Bereits im Jahr 2023 stiftete er ein Teil seiner Sammlung mit Bezug zur Region Magdeburg an das Technische Museum seiner Heimatstadt Magdeburg. Den verbleibenden größten Teil seiner Hettstedt-Sammlung von exakt 1.000 Stück, die inhaltlich die gesamte Spannbreite im Walzwerk angefertigten Medaillen umfasst, übergab er dann 2024 der Universitätsbibliothek Leipzig.

Übergabe der geschenkten Medaillen 2024: Klaus Werner in der Mitte, Dr. Anne Lipp links und Dr. Christoph Mackert rechts von ihm (Foto: UB Leipzig)

Der geschlossene Erhalt seiner Sammlung ist nun für die Zukunft gesichert. In der Münzsammlung der UB Leipzig steht sie ab sofort für Forschung und Citizen Science dauerhaft zur Verfügung.

Die Veröffentlichung der Pressemitteilung zur Schenkung vom 22. August 2024 führte zu breiter medialer und öffentlicher Aufmerksamkeit. Ein wirklich besonderes Resultat war das darauffolgende Zusammentreffen des alten Grafikteams in Leipzig. Kollegen vom Team der Münzsammlung der UB Leipzig begrüßten am 16. Oktober 2024 Inge Strauß, Marlit Kuminek und Hans-Werner Scharf in den Räumen der Sondersammlungen. Das Grafik-Team war nach gut 35 Jahren auf diese Weise erstmals wieder vereint und genoss die Besichtigung der von ihnen gestalteten Medaillen.

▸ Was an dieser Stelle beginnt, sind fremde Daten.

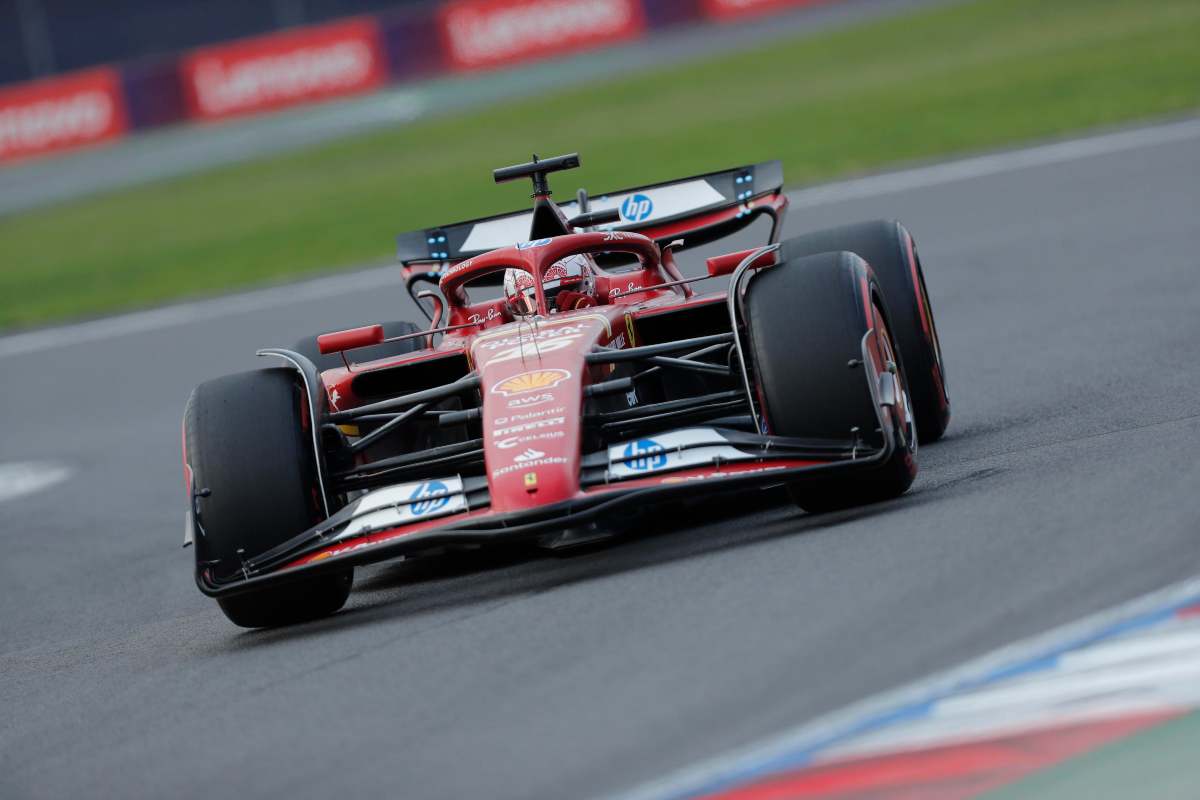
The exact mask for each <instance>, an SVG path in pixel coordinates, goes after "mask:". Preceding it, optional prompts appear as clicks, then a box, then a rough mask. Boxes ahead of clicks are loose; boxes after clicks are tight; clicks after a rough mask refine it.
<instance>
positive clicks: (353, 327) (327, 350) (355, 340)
mask: <svg viewBox="0 0 1200 800" xmlns="http://www.w3.org/2000/svg"><path fill="white" fill-rule="evenodd" d="M384 338H385V337H384V333H383V325H365V326H362V327H352V329H349V330H348V331H335V332H332V333H322V335H320V336H318V337H317V349H318V350H320V354H322V355H329V354H330V353H342V351H343V350H353V349H355V348H360V347H371V345H372V344H382V343H383V341H384Z"/></svg>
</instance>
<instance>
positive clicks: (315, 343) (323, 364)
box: [292, 320, 425, 372]
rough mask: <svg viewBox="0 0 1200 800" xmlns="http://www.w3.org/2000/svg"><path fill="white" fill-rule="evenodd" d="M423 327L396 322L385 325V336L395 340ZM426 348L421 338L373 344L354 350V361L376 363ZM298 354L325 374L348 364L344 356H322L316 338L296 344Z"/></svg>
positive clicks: (304, 340) (306, 338)
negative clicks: (299, 354)
mask: <svg viewBox="0 0 1200 800" xmlns="http://www.w3.org/2000/svg"><path fill="white" fill-rule="evenodd" d="M422 330H425V329H422V327H418V326H416V325H415V324H414V323H409V321H408V320H394V321H390V323H383V335H384V336H385V337H386V338H395V337H397V336H406V335H408V333H420V332H421V331H422ZM424 348H425V339H424V338H421V337H414V338H410V339H402V341H400V342H384V343H383V344H372V345H371V347H365V348H359V349H356V350H354V351H353V353H354V360H355V361H358V362H364V361H376V360H377V359H391V357H395V356H398V355H406V354H408V353H415V351H418V350H421V349H424ZM292 349H293V350H295V351H296V353H299V354H301V355H304V356H306V357H307V359H308V360H310V361H312V362H313V363H314V365H317V369H318V371H320V372H324V371H326V369H332V368H335V367H344V366H346V363H344V362H343V361H342V356H341V354H338V353H329V354H322V351H320V348H318V347H317V337H316V336H306V337H305V338H302V339H300V341H299V342H296V343H295V344H294V345H293V348H292Z"/></svg>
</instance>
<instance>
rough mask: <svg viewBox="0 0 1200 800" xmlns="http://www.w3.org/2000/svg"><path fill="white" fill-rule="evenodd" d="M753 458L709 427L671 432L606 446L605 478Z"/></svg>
mask: <svg viewBox="0 0 1200 800" xmlns="http://www.w3.org/2000/svg"><path fill="white" fill-rule="evenodd" d="M748 458H754V457H752V456H750V455H748V453H744V452H742V451H740V450H738V449H737V447H733V446H732V445H730V444H728V441H727V440H726V439H725V437H722V435H721V434H720V433H718V432H716V431H714V429H713V428H686V429H684V431H672V432H671V433H665V434H662V435H659V437H655V438H653V439H648V438H642V439H635V440H632V441H626V443H622V444H616V445H612V446H611V447H608V475H610V476H611V477H617V479H620V477H634V476H638V475H646V474H648V473H656V471H661V470H666V469H679V468H682V467H696V465H700V464H712V463H713V462H714V461H720V462H727V461H744V459H748Z"/></svg>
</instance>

  • Das Grafikteam Inge Strauß, Marlit Kuminek und Hans-Werner Scharf zusammen mit Thomas Uhlmann (Foto: Stefanie Wiederhold)

Dank ihrer Unterstützung konnten nun weitere Informationen, Originalentwürfe und eine Ätzplatte aus der Hettstedter Medaillenproduktion in den Bestand der UB Leipzig übergehen. So kann man feststellen, dass die Schenkung von Klaus Werner bereits die ersten Früchte trug.

Besondere Stücke dieser Sammlung stellen wir in Ausgabe #7 unseres EinBlicks vor. Bis 4. Mai. 2025 können Sie sie von 10 bis 18 Uhr besuchen und den Prägespuren des Sozialismus nachgehen.

  • Einblick in die Ausstellung EinBlick Ausgabe #7 (Foto: Olaf Mokansky)

Am 15. April findet außerdem anlässlich unserer Ausstellung ein Podiumsgespräch mit dem Titel „Medaillenregen in der DDR“ statt. Dort werden Sie Prof. Dr. Arnold Bartetzky (GWZO), Thomas Uhlmann und Dr. Christoph Mackert (UBL) begrüßen und über die visuelle Geschichtskultur der DDR im besonderen Format der Medaille diskutieren.